RIME Data Format Check

rime-data-format-check is a command-line utility that validates data for use with the RIME platform by performing a series of sanity checks, depending on the nature of the data (tabular vs. NLP).

Be sure to have the Python SDK installed beforehand:

pip install rime-sdk

After installation, you will be able to run rime-data-format-check commands in your shell. Try running it with --help to see what flags to specify to use it on your data:

rime-data-format-check --help

usage: rime-data-format-check [-h] (-nlp | -tabular) --ref-path REF_PATH
                              --eval-path EVAL_PATH --task {Multi-class
                              Classification,Regression,Binary
                              Classification,Named Entity Recognition,Text
                              Classification}
                              [--preds-ref-path PREDS_REF_PATH]
                              [--preds-eval-path PREDS_EVAL_PATH]
                              [--label-col-name LABEL_COL_NAME]
                              [--pred-col-name PRED_COL_NAME]
                              [--timestamp-col-name TIMESTAMP_COL_NAME]

Examples

Tabular

For a full list of the requirements for tabular input data, see the specification here.

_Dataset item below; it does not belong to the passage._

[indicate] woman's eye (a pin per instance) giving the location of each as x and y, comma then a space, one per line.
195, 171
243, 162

These examples were run using the Kaggle Titanic dataset.

1. Basic Usage (no labels or predictions)

rime-data-format-check -tabular \
  --task "Binary Classification" \
  --ref-path data/titanic/train.csv \
  --eval-path data/titanic/test.csv

Output (PASSING):


Inspecting 'data/titanic/train.csv'
Done!

Inspecting 'data/titanic/test.csv'
Done!

WARNING: No prediction column is provided. Although you can still run RIME without predictions, it will not be as powerful as if you run it WITH predictions.

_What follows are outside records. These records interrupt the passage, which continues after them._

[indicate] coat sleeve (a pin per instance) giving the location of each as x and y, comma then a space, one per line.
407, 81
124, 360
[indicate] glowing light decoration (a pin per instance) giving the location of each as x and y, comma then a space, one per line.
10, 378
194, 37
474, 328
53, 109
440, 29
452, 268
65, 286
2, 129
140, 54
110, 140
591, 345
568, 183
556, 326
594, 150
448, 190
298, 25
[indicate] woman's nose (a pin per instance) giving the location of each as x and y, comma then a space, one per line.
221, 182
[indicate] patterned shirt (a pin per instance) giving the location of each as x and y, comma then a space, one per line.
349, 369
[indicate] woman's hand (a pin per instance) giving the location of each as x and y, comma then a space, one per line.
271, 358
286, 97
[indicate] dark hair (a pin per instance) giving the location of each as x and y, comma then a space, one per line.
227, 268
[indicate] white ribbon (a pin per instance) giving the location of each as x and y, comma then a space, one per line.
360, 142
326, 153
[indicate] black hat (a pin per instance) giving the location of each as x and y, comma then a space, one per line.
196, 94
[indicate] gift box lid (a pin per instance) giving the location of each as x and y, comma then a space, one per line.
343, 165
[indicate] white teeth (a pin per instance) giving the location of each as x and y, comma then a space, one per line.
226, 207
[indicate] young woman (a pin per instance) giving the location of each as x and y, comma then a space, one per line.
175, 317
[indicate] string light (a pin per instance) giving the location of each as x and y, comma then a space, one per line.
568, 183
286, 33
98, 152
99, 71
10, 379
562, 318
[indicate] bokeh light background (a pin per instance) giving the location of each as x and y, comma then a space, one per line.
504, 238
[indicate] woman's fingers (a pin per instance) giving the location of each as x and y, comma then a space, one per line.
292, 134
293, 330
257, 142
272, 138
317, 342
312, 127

WARNING: No label column is provided. Although you can still run RIME without labels, it will not be as powerful as if you run it WITH labels.


---


Your data should work with RIME!

2. With Labels (and a sample failure)

rime-data-format-check -tabular \
  --task "Binary Classification" \
  --ref-path data/titanic/train.csv \
  --eval-path data/titanic/test.csv \
  --label-col-name "Survived"

Output (ERROR):


Inspecting 'data/titanic/train.csv'
Done!

Inspecting 'data/titanic/test.csv'

---

Error:

Label column (Survived) not found in data (data/titanic/test.csv). If a label column exists in one dataset, it MUST exist in the other.

In this case, it looks like we’re missing the label column from our evaluation set. For the Titanic dataset, these values are provided in the gender_submission.csv.

Adding the label column to the evaluation set should resolve the issue:

import pandas as pd
df_test = pd.read_csv("titanic/test.csv")
df_labels = pd.read_csv("titanic/gender_submission.csv")
df_test_with_labels = pd.merge(df_test, df_labels, on=["PassengerId"])
df_test_with_labels.to_csv("titanic/test_with_labels.csv")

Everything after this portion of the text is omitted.